2022/07/28

第22回バイオテクノロジー学会 シンポジウム
〜DX革命とマリンバイオテクノロジーの将来〜 


平先生は国立研究開発法人海洋研究開発機構(JAMSTEC)で日本を取り巻く海洋地質を研究されてきた地質学の第一人者で、南海トラフ地震の中心的研究者としても知られております。JAMSTECの理事長を務められた後、東海大学海洋研究所に移られ、今は駿河湾を対象に研究活動を続けられております。平先生のお考えでは、駿河湾は海洋・地球・生命・社会の 相互作用を学ぶ最高のフィールドであり、特に陸地・人間社会と深海のユニークな関係が研究できる対象であるということ。現在東海大学では駿河湾を中心に据えたリベラルアーツの体系化を目指しており、これを駿河湾学と命名されたとのことでした。
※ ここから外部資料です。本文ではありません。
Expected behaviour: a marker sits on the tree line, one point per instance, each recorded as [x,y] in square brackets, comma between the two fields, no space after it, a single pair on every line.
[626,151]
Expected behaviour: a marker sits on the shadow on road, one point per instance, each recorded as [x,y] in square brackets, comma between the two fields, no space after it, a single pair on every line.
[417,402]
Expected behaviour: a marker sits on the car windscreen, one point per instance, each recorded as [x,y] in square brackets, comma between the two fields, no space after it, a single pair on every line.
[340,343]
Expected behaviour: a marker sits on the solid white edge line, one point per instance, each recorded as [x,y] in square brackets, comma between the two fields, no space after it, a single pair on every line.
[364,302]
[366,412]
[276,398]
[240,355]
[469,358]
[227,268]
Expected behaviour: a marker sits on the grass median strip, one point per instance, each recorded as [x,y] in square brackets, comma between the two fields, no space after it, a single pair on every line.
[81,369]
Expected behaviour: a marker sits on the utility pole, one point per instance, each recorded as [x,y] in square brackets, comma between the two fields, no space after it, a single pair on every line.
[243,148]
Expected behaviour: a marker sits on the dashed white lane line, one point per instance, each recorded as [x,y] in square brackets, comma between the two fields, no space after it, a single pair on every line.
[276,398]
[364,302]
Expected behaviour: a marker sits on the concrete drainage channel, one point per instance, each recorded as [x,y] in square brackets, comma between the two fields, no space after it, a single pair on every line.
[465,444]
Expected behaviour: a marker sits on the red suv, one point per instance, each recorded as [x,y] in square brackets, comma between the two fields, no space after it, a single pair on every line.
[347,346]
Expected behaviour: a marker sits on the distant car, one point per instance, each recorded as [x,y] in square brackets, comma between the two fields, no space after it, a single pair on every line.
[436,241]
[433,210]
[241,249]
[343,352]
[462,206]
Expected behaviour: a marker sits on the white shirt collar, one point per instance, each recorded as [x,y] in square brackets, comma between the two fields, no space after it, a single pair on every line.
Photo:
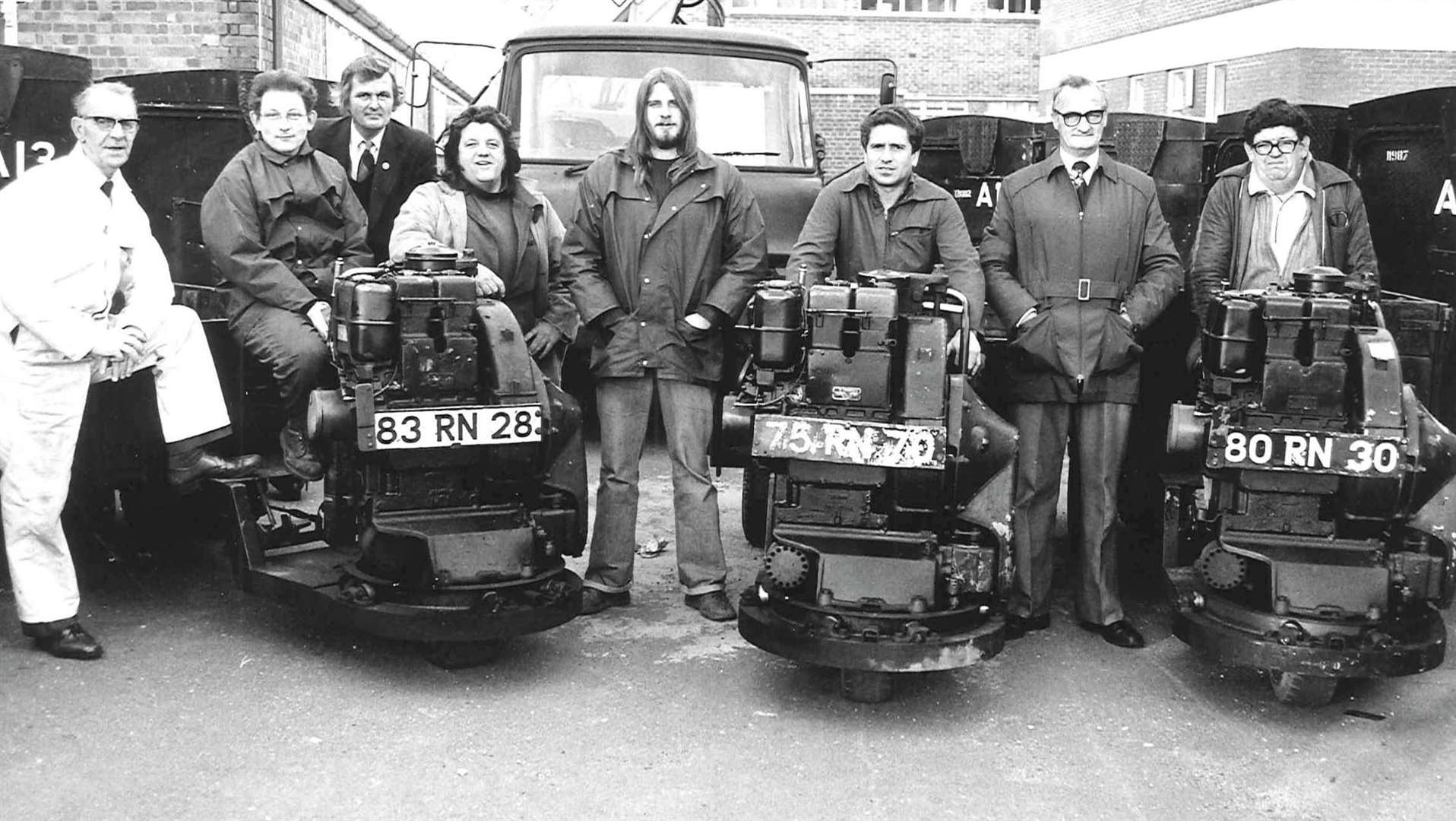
[1091,160]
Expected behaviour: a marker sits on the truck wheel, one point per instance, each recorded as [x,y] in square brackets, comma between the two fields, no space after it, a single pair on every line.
[459,655]
[866,686]
[755,506]
[1302,689]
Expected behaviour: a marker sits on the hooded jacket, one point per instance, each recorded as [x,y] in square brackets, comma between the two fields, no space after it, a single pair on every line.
[276,223]
[1227,229]
[704,245]
[1079,267]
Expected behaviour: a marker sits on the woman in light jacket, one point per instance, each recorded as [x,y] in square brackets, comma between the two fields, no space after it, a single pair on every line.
[516,235]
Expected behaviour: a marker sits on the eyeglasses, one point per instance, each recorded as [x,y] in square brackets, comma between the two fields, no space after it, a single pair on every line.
[1074,119]
[108,122]
[1286,146]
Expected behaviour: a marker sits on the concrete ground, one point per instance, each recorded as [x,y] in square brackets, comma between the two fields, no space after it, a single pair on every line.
[211,703]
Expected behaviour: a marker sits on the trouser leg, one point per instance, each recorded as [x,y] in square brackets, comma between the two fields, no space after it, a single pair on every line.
[688,415]
[1101,440]
[293,351]
[624,405]
[190,401]
[41,418]
[1043,430]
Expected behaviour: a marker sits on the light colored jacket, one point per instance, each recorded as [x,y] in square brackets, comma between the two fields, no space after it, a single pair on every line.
[435,214]
[66,252]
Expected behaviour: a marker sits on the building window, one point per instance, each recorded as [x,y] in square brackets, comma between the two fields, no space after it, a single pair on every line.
[1138,94]
[1217,89]
[1179,89]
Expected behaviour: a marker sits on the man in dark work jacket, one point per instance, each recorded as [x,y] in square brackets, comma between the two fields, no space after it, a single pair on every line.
[1078,259]
[385,159]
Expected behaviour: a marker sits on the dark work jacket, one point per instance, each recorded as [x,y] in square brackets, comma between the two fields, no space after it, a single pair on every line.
[274,226]
[849,229]
[407,160]
[1037,248]
[702,245]
[1227,229]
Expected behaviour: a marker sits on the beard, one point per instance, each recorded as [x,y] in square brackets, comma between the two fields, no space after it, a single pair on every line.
[673,138]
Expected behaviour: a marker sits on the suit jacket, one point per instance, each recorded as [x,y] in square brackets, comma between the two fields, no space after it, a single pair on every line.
[407,159]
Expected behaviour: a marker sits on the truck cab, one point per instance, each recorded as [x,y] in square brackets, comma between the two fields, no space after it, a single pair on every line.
[571,92]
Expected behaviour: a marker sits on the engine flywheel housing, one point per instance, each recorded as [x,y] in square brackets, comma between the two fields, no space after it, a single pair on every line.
[1220,568]
[787,566]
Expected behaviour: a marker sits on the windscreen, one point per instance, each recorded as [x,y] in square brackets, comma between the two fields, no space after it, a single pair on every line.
[578,103]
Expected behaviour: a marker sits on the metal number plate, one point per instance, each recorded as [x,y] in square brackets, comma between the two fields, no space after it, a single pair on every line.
[849,443]
[451,427]
[1305,452]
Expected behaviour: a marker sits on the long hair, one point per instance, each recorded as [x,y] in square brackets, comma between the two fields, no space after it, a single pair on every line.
[489,116]
[641,143]
[281,81]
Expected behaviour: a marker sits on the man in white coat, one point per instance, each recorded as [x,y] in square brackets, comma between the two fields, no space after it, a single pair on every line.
[73,246]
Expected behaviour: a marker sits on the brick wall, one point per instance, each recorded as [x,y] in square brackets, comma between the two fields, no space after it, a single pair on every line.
[1071,24]
[970,59]
[122,36]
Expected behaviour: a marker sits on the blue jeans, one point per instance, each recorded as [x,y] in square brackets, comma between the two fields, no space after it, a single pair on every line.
[624,407]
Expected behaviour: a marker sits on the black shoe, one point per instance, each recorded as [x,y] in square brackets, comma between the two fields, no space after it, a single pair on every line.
[70,641]
[1018,626]
[211,466]
[714,606]
[1122,633]
[594,600]
[299,456]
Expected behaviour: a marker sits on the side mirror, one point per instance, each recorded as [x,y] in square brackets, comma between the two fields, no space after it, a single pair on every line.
[419,76]
[887,89]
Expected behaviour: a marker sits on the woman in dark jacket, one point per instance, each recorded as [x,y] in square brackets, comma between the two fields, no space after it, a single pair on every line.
[516,235]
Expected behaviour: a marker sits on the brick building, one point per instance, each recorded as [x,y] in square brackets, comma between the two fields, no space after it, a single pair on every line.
[1206,57]
[131,36]
[951,57]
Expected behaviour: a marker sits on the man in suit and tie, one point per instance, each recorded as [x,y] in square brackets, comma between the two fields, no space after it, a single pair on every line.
[385,159]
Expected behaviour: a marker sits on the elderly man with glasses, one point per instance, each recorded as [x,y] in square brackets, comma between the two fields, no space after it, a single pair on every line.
[1279,213]
[1078,258]
[87,296]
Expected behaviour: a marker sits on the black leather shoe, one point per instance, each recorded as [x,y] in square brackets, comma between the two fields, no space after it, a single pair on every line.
[714,606]
[213,466]
[1122,633]
[299,456]
[1018,626]
[594,600]
[70,641]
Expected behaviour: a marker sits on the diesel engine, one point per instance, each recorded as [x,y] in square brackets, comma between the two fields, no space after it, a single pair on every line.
[456,474]
[1309,526]
[877,482]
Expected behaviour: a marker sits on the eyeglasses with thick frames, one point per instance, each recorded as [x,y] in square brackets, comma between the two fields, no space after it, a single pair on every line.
[1265,147]
[108,122]
[1075,119]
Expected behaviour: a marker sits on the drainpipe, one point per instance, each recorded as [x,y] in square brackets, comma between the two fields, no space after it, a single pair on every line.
[277,55]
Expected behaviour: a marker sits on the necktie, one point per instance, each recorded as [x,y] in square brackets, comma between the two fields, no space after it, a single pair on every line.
[366,163]
[1079,171]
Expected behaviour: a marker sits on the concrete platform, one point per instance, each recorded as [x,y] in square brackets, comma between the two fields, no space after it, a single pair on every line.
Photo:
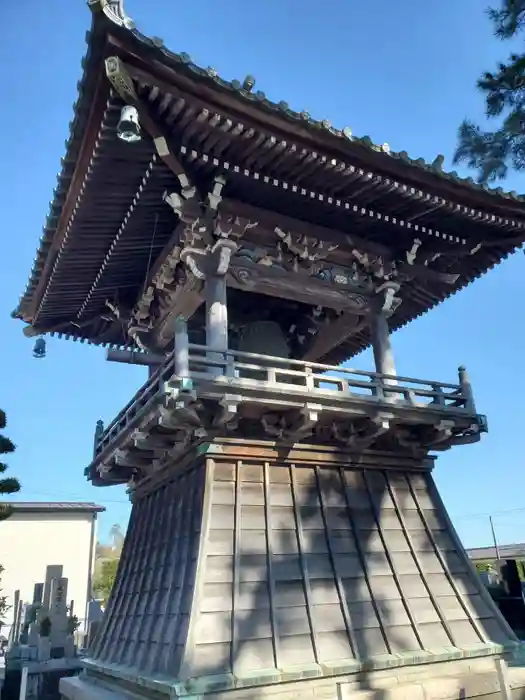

平先生が着目されているのが、富士川の洪水時に発生する混濁流と、混濁流によって海底に堆積した混濁流堆積物(ダービダイト)。富士川起源のダービダイトについては、四国沖の南海トラフにまで運ばれ、長い年月をかけて堆積されてきたことが平先生ご自身の研究で明らかとなっております。しかし2018年10月、富士川で洪水が発生。その際に、駿河湾富士川沖水深1500m付近に設置した地震計が流されたことで、富士川洪水混濁流が地質学的な長い時間ではなく、リアルタイムで駿河湾海底環境に影響を及ぼしていることが確認されました。

先生は、洪水混濁流は陸上植物片、土壌、人工物、淡水、熱を深海に運搬しており、近年の台風・豪雨の増加でその頻度は大きくなっている可能性があるとお話になりました。現在、東海大学のグループでは、駿河湾海底のダービダイトの調査を行っており、陸上植物由来の有機物が深海に運び込まれていることがわかってきたということ。平先生はこの有機物層を新たに深海腐植層と名づけ、今後、様々な海底センサーの導入やJAMSTECの船地球号を動員しての海底掘削も視野に入れた調査を考慮中とのことでした。

先生のご講演を拝聴し、洪水混濁流による陸上と駿河湾深部との物質循環のリンクやそこに展開される生命圏を解明することで、駿河湾深部を素材としたマリンバイオテクノロジーが大いに発展するものと期待されます。